Alors elle hocha la tête, lentement, articulant un "Oui" avec difficulté. A chaque bouchée que prenait sa ravisseuse, ses yeux suivaient la fourchette avec avidité, son corps se tendait légèrement, malgré les tremblements. Jusqu'enfin, où elle put mettre quelque chose dans son ventre. Oh, les quelques bouchées qu'elle prit lui arrachèrent des gémissements de douleur. Avec les coups qu'elle s'était pris au visage, les dents avaient souffert, et chaque bouchée n'était pas la plus sympathique. Mais... Elle arrivait à apprécier ça. Surtout si elle pouvait associée ces goûts divins -pour elle- à cette douleur tant appréciée. Parfois, même, elle fermait les yeux, pour mâcher un peu plus, sentant ces frissons de douleur la parcourir. Très légers, mais toujours appréciables.
La question qui suivit, cependant, la laissa... silencieuse quelques instants. Le temps que son cerveau malade et torturé comprenne la question et puisse formuler une réponse.

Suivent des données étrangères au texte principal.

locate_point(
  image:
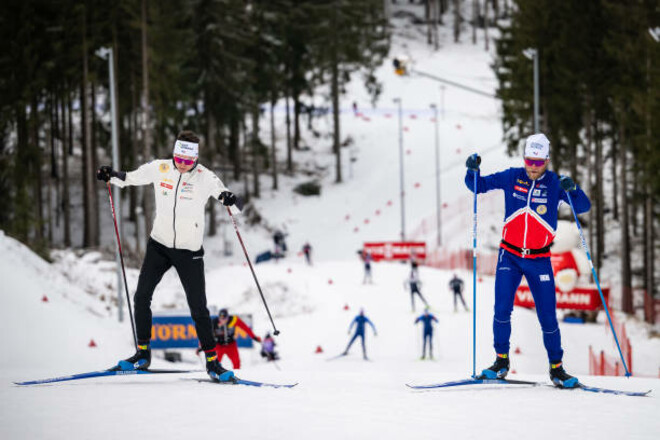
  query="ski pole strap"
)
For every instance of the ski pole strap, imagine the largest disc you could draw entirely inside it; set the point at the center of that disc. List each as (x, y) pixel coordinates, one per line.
(525, 251)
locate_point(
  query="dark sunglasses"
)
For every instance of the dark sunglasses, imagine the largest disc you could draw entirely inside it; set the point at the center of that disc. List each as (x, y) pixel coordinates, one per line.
(535, 162)
(184, 161)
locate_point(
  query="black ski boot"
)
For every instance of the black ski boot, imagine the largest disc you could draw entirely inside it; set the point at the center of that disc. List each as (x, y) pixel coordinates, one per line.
(498, 370)
(561, 378)
(139, 361)
(216, 372)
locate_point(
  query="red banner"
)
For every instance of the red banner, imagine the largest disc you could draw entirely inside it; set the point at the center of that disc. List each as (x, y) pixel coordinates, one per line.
(580, 298)
(396, 250)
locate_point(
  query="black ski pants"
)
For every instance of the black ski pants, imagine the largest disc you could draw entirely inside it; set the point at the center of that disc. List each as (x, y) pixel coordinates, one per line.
(190, 267)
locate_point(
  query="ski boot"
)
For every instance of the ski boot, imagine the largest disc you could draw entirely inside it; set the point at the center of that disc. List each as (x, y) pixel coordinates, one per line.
(561, 378)
(139, 361)
(215, 370)
(498, 370)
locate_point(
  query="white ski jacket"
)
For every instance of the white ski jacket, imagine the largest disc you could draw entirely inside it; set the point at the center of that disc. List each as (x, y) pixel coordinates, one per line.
(180, 200)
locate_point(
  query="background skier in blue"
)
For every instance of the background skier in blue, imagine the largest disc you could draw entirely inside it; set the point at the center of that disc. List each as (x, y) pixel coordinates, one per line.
(456, 285)
(427, 319)
(415, 286)
(532, 198)
(360, 322)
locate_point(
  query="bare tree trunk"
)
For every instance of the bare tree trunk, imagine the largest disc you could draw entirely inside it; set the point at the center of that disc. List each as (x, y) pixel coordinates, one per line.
(36, 163)
(210, 154)
(296, 120)
(289, 153)
(335, 104)
(429, 21)
(234, 144)
(93, 150)
(588, 124)
(649, 216)
(147, 201)
(58, 138)
(66, 139)
(50, 139)
(486, 23)
(273, 100)
(615, 183)
(91, 229)
(600, 224)
(256, 156)
(626, 275)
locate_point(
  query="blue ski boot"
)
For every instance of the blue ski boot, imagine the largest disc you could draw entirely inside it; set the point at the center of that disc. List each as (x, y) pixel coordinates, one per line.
(498, 370)
(139, 361)
(215, 370)
(561, 378)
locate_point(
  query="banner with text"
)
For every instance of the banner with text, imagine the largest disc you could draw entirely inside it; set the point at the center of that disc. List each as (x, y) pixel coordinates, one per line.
(178, 331)
(396, 250)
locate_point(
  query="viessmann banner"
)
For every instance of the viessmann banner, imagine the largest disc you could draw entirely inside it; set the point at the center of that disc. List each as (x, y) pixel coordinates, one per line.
(396, 250)
(577, 299)
(178, 331)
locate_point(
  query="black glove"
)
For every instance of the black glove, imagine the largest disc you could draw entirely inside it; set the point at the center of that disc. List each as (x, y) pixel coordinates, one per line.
(567, 183)
(473, 162)
(227, 198)
(105, 173)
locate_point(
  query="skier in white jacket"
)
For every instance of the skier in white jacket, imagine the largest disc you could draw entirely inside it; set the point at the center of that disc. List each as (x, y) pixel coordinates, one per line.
(182, 187)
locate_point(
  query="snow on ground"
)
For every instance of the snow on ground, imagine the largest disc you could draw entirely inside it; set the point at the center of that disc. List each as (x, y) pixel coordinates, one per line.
(347, 397)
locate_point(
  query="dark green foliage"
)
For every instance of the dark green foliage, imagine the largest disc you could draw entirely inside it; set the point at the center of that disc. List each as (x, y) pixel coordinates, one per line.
(213, 66)
(312, 188)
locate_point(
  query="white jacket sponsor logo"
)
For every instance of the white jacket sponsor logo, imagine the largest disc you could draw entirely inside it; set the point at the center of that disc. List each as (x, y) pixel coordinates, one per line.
(179, 220)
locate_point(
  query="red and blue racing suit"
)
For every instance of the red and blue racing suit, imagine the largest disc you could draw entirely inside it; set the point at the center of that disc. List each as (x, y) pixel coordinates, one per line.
(530, 224)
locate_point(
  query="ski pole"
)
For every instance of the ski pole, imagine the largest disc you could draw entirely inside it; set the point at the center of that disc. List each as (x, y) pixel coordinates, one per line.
(123, 269)
(474, 280)
(600, 292)
(238, 234)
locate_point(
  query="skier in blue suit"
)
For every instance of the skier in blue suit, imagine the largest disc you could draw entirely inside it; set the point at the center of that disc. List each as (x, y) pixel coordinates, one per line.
(532, 196)
(360, 322)
(427, 319)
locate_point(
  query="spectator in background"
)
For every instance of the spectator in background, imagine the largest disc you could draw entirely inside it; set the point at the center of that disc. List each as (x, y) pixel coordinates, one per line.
(415, 286)
(268, 348)
(224, 329)
(366, 259)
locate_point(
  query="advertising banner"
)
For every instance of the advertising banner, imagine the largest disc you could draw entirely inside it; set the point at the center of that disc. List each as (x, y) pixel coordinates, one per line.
(396, 250)
(178, 331)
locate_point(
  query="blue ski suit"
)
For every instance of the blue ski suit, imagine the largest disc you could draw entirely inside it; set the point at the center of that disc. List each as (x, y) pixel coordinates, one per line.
(530, 223)
(360, 322)
(427, 319)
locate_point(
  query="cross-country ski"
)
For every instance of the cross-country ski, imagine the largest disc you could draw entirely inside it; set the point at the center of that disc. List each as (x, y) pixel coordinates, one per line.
(477, 381)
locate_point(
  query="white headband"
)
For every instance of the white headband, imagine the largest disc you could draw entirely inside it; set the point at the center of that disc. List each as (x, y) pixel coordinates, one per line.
(185, 148)
(537, 146)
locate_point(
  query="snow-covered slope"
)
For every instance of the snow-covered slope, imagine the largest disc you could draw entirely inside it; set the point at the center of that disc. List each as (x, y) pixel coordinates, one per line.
(346, 397)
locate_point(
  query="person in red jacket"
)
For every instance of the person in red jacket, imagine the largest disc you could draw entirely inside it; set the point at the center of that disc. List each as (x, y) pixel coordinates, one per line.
(224, 329)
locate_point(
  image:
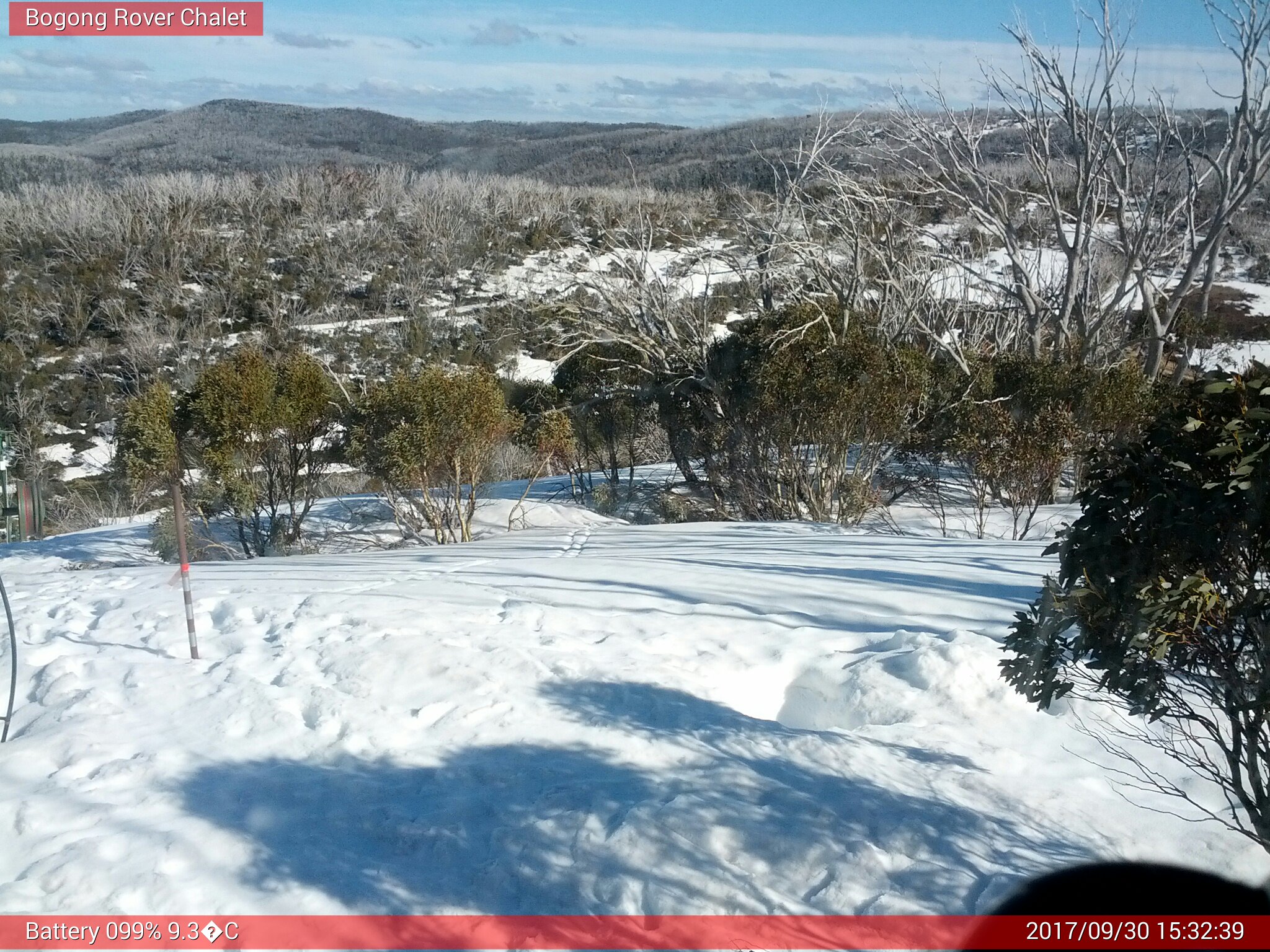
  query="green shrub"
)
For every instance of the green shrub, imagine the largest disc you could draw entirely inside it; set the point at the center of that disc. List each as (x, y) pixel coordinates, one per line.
(1161, 602)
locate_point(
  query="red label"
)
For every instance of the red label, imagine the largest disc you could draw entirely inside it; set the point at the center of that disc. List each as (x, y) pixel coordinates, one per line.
(93, 19)
(631, 932)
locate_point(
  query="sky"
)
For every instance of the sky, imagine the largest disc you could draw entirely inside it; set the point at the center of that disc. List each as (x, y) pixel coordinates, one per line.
(693, 63)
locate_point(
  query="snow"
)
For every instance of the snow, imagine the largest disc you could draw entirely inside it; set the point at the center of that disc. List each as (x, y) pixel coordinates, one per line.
(530, 369)
(91, 461)
(1233, 356)
(587, 718)
(1258, 296)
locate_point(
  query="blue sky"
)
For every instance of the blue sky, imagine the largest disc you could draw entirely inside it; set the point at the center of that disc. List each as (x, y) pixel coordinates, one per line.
(677, 61)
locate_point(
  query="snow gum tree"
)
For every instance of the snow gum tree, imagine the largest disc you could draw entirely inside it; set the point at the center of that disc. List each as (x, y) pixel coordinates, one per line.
(1161, 609)
(262, 426)
(431, 437)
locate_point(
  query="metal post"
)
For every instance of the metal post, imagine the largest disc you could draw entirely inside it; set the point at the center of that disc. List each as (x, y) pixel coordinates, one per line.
(178, 512)
(13, 664)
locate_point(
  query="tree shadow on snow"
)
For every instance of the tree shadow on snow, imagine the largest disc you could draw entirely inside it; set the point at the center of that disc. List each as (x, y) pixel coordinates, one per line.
(733, 815)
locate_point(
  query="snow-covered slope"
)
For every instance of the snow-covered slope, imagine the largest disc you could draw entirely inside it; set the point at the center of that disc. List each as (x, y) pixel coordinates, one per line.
(710, 718)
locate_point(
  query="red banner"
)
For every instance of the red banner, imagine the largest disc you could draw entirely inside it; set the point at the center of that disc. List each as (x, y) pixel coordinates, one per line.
(631, 932)
(145, 19)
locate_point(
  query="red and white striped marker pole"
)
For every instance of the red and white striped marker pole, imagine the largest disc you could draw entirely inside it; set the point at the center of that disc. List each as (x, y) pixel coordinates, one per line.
(178, 512)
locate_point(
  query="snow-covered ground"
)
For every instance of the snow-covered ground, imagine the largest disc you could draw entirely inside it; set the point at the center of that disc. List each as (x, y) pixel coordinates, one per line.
(577, 719)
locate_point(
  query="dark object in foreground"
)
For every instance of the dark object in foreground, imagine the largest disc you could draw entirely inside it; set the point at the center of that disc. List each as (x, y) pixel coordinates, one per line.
(1133, 889)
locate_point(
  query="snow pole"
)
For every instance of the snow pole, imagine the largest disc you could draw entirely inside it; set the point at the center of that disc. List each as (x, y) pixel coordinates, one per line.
(13, 664)
(178, 512)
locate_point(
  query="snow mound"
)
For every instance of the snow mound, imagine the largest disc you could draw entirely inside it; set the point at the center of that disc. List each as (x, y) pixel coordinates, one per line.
(573, 720)
(911, 678)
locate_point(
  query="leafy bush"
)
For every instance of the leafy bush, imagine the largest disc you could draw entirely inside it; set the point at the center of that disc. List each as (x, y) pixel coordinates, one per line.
(262, 426)
(1161, 603)
(809, 420)
(431, 437)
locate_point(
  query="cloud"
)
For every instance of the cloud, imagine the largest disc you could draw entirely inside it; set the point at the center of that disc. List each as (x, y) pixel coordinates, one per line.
(309, 41)
(59, 60)
(502, 33)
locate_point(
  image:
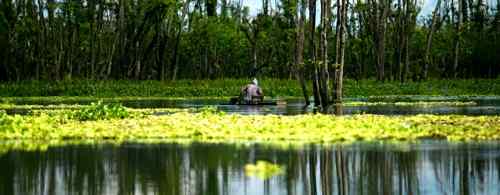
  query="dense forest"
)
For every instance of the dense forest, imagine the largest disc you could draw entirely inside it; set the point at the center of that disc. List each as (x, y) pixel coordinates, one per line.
(200, 39)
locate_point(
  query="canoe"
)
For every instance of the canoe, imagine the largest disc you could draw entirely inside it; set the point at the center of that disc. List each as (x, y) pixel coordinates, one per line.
(234, 101)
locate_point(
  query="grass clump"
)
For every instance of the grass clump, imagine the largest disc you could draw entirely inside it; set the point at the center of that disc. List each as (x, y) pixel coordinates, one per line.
(101, 111)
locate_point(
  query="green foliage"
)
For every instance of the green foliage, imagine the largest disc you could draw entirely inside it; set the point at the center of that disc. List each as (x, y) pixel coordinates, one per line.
(101, 111)
(231, 87)
(310, 128)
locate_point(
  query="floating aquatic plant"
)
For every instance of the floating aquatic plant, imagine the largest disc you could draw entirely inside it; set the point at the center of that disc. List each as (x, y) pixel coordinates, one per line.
(263, 169)
(99, 111)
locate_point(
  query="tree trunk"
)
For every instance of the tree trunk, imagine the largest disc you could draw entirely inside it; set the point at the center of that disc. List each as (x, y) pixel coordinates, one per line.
(299, 50)
(323, 44)
(340, 49)
(457, 39)
(427, 61)
(312, 21)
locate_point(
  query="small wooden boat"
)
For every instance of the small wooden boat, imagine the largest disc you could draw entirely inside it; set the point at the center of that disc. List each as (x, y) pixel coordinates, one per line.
(235, 101)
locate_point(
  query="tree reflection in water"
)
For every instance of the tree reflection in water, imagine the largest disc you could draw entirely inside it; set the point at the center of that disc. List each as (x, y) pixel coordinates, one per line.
(361, 168)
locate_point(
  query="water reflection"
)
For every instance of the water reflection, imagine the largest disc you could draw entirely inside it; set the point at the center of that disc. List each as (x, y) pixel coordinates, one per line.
(362, 168)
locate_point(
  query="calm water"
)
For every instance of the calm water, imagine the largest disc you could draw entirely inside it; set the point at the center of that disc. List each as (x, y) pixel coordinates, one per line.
(361, 168)
(484, 106)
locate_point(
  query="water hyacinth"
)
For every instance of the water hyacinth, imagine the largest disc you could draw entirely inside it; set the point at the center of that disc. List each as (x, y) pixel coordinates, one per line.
(217, 126)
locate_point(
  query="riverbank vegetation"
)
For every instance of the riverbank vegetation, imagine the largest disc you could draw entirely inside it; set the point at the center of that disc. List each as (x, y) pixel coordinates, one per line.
(167, 40)
(209, 125)
(133, 90)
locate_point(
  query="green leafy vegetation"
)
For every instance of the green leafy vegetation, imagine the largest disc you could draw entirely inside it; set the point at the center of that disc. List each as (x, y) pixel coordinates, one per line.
(89, 90)
(100, 111)
(206, 126)
(263, 169)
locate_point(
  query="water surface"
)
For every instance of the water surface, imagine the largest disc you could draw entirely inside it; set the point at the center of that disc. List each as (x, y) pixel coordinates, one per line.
(428, 167)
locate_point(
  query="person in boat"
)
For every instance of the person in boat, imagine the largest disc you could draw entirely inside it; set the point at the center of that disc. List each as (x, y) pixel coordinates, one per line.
(251, 93)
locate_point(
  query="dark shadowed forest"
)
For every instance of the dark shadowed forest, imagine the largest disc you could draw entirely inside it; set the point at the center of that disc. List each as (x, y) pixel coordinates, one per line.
(200, 39)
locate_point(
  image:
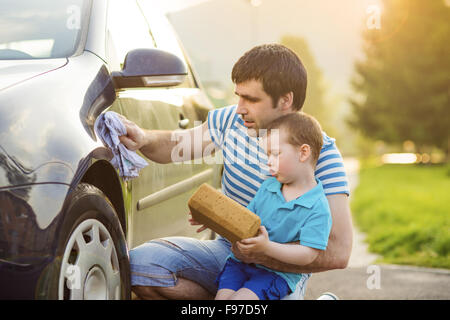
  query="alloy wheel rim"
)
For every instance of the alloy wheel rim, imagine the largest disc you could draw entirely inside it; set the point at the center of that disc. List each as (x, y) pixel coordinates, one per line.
(90, 267)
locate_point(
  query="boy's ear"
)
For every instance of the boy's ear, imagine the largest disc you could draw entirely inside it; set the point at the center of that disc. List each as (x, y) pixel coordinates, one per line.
(305, 152)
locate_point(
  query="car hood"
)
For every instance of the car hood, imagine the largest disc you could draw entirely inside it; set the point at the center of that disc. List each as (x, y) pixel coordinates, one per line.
(13, 72)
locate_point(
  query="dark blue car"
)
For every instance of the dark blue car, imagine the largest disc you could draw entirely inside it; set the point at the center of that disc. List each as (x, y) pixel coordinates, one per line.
(67, 219)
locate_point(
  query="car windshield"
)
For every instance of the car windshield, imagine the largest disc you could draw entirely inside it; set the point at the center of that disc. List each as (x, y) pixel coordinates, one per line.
(40, 29)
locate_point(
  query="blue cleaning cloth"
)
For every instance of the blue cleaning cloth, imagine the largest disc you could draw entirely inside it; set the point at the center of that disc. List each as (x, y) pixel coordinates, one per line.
(109, 127)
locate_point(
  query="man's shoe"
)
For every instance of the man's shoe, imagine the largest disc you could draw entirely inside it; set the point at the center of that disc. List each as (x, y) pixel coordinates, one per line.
(328, 296)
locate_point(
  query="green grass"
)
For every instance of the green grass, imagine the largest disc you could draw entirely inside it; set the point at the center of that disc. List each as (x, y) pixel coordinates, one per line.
(405, 212)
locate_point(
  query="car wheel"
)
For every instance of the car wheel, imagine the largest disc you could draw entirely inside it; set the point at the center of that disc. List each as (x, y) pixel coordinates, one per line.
(92, 251)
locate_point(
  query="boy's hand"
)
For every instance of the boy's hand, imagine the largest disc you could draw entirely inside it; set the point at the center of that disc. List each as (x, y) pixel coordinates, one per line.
(256, 244)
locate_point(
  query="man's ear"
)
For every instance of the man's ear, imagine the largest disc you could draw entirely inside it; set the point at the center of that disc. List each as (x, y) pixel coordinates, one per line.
(285, 102)
(305, 152)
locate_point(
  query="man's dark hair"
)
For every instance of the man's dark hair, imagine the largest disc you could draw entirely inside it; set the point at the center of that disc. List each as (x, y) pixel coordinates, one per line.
(278, 68)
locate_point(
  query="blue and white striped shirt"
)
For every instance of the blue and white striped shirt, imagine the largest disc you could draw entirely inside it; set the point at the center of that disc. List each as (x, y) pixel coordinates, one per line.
(245, 161)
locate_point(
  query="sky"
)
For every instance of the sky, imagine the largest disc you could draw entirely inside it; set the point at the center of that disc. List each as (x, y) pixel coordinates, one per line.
(217, 32)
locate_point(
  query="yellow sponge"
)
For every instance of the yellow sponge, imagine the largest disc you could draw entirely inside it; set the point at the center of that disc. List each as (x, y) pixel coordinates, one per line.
(222, 214)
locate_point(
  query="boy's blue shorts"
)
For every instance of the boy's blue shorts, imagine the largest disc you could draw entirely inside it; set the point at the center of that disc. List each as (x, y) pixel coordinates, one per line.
(265, 284)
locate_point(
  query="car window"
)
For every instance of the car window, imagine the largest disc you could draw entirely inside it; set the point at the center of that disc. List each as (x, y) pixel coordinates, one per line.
(41, 29)
(127, 29)
(164, 35)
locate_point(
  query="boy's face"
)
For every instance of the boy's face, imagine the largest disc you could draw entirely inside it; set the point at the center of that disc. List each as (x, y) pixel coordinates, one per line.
(284, 159)
(255, 106)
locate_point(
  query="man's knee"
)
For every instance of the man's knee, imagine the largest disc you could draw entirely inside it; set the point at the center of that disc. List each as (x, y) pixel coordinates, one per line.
(146, 293)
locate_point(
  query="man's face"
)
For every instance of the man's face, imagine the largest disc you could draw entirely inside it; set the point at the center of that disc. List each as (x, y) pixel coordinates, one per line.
(255, 106)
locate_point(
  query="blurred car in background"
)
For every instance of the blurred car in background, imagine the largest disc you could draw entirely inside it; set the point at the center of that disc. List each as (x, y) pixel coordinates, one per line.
(67, 219)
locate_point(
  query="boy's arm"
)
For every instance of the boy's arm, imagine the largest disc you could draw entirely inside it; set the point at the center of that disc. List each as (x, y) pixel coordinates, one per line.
(298, 255)
(334, 257)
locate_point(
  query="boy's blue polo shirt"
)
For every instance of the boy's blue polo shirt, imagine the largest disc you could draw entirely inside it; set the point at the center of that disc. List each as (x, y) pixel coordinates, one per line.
(306, 219)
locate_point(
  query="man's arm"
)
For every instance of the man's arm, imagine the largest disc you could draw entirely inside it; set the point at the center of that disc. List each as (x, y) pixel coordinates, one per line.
(167, 146)
(339, 247)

- Elle... Она не может быть свободной.* Elle... perdue. Там нет ничего хуже, чем это. Ангелы упали, и он уже предложил демонов. Свобода есть для тех, кто чист. Для тех, кто не грешите удовлетворением зла. Это ... Не надо.**Elle secoua la tête, tirant un peu sur les liens qui la maintenaient toujours sur cette table en métal. Pourtant, elle ne s'était pas plainte une fois. Elle ne voulait pas être libre. Ni de ce monde en dehors. Elle avait été bien trop ravagée pour cela. Oh, peut-être pourrait-elle, un jour, s'extraire de ces instincts qui s'étaient contruits en elle. Mais il était définitivement trop tôt. Des années trop tôt pour cela, si même c'était possible. Seule la peur d'être confrontée au monde restait. Elle avait tout perdu, sûrement un bout de foie, un rein. Ses lumières, pour survivre, étaient celles qu'on avait bien voulu lui donner, par la douleur, la drogue, et autre. Si on lui enlevait celles-ci, elle ne savait pas du tout ce qu'elle pourrait faire.
*Elle ne peut pas être libre.
**Il n'y a rien de pire que cela. Les anges l'ont abandonnée, et elle s'est déjà offerte aux démons. La liberté est pour ceux qui sont purs. Pour ceux qui n'ont pas péché par appréciation du mal. Elle... Ne veut pas.